No lugar da cadeira, Édouard.
Ele me observa com um olho só, o outro olha para o teto. Édouard tinha 4 anos quando o adotamos. Foi o presente de aniversário de Thomas, ele não queria outra coisa. Quando entendi que o pedido não era um simples capricho, aceitei realizá-lo, desde que ele cuidasse de Édouard. Ele era o cachorro mais feio do abrigo. Tinha um pelo branco amarelado, orelhas enormes, um dente para cada lado e olhos esbugalhados. Thomas se apaixonou.
– Mãe, não podemos levar esse cachorro, vamos pagar o maior mico! – gemeu Charline.
– É esse que eu quero – disse Thomas.
Minha filha tentou fazer de tudo para que o irmão se interessasse por um labrador, por um buldogue francês e por um pequeno vira-lata adorável, mas Thomas não mudou de ideia, e ele tinha um argumento imbatível:
– Ele me lembra o vovô.
Meu pai havia morrido três meses antes.
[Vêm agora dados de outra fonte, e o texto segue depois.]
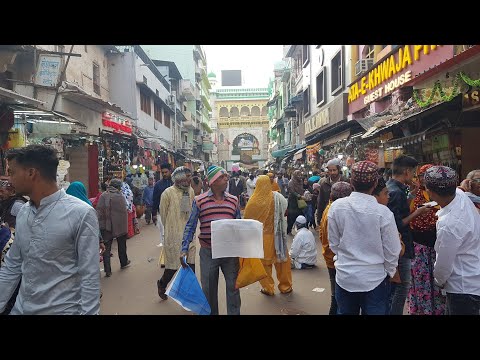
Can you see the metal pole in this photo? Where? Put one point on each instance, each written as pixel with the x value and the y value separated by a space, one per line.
pixel 60 78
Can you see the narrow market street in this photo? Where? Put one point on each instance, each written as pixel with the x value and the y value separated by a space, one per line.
pixel 133 291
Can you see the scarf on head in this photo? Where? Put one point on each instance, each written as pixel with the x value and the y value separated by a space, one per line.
pixel 296 183
pixel 78 190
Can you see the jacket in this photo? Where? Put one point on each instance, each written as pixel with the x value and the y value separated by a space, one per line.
pixel 324 195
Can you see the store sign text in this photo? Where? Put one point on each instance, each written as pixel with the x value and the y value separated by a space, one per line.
pixel 392 85
pixel 116 122
pixel 386 70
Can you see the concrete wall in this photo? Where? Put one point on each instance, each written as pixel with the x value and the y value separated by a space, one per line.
pixel 122 81
pixel 182 55
pixel 80 69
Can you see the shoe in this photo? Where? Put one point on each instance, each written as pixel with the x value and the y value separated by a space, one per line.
pixel 265 292
pixel 161 291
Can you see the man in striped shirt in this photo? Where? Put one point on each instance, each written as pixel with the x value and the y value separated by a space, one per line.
pixel 215 204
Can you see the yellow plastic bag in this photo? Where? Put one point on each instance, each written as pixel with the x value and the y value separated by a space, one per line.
pixel 251 270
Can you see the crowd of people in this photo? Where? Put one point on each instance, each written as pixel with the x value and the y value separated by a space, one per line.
pixel 415 235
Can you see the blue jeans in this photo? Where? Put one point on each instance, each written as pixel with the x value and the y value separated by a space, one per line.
pixel 209 272
pixel 463 304
pixel 399 292
pixel 373 302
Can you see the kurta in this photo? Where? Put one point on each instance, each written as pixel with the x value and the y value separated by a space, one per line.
pixel 174 222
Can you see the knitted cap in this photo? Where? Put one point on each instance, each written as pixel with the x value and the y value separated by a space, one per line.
pixel 441 177
pixel 214 172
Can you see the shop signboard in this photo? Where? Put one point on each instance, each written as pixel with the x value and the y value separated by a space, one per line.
pixel 116 122
pixel 48 70
pixel 395 71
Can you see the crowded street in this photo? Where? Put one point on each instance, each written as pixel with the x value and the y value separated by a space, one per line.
pixel 228 180
pixel 133 291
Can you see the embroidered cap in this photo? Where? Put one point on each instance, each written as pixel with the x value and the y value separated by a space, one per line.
pixel 341 189
pixel 365 172
pixel 441 177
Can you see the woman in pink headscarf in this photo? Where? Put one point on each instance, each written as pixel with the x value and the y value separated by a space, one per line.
pixel 424 297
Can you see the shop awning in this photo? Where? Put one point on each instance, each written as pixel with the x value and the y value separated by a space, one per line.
pixel 299 154
pixel 380 126
pixel 19 98
pixel 339 137
pixel 281 152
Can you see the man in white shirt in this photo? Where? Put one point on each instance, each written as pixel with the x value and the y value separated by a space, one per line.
pixel 457 266
pixel 250 186
pixel 363 236
pixel 304 250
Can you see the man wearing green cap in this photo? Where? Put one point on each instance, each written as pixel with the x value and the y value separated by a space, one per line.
pixel 215 204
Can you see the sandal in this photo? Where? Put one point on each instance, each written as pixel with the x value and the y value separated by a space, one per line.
pixel 265 292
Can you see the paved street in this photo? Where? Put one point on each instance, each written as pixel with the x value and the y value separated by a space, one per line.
pixel 133 291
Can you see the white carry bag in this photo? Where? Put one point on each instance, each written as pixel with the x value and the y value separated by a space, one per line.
pixel 237 238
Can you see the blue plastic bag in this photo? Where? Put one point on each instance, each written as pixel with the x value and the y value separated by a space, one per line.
pixel 185 290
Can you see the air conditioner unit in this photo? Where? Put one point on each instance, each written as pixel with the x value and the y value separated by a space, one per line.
pixel 362 66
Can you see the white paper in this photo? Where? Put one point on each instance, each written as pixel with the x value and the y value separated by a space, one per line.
pixel 238 237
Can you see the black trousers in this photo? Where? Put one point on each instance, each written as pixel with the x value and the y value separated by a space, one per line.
pixel 12 300
pixel 122 251
pixel 168 275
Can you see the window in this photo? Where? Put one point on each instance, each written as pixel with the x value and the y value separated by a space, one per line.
pixel 96 79
pixel 306 55
pixel 157 112
pixel 306 101
pixel 145 103
pixel 321 87
pixel 167 120
pixel 337 72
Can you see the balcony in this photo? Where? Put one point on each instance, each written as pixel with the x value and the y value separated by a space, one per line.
pixel 187 89
pixel 190 123
pixel 187 146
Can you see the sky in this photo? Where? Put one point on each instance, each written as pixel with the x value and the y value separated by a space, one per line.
pixel 255 61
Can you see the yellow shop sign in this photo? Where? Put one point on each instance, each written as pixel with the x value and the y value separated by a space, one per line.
pixel 390 74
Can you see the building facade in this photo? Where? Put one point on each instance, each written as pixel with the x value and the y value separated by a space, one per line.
pixel 242 126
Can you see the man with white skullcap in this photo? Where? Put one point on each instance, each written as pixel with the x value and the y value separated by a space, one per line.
pixel 304 249
pixel 457 266
pixel 334 175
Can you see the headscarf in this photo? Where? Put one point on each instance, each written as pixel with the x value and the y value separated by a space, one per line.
pixel 128 194
pixel 261 206
pixel 78 190
pixel 441 177
pixel 364 172
pixel 296 184
pixel 275 186
pixel 333 162
pixel 179 174
pixel 341 189
pixel 214 172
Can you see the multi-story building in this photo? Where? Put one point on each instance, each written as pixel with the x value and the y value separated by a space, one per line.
pixel 61 95
pixel 192 65
pixel 242 126
pixel 416 99
pixel 142 90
Thomas o adorava. Ele era fascinado por astronomia e pela natureza, e pegava as crianças com frequência para observar árvores, insetos e constelações. Morreu no dia de seus 74 anos. Chamava-se Édouard.
O cachorro deve ter visto meu olhar como um incentivo, pois se levanta e corre na minha direção, escorregando no assoalho, a língua tremulando como uma bandeira. Não tenho
tempo de me proteger, ele toma impulso com as patas traseiras, fica em pé e suas unhas arranham minhas panturrilhas.
– Merda, Édouard!
Dou um grito. Ele se estatela com a barriga no chão. O voluntário do abrigo de animais nos avisara no dia da adoção: Édouard sofrera maus-tratos. Ele não suportava que elevássemos o tom de voz e levava um susto ao menor ruído, mesmo quando este vinha de seu próprio corpo. Uma vez, ele se mijou de medo ao me ver com uma vassoura. De tanto receber amor, recuperou a confiança no ser humano, mas velhos traumas sempre podem ressurgir.
Abaixo-me e faço uma leve carícia em sua cabeça. Ele rola de costas e me oferece sua barriga rosada. Seu rabo balança entre as patas. A nosso redor, o vazio do quarto me faz lembrar da minha situação. Levanto e saio, deixando Édouard sozinho com sua expectativa de afeto.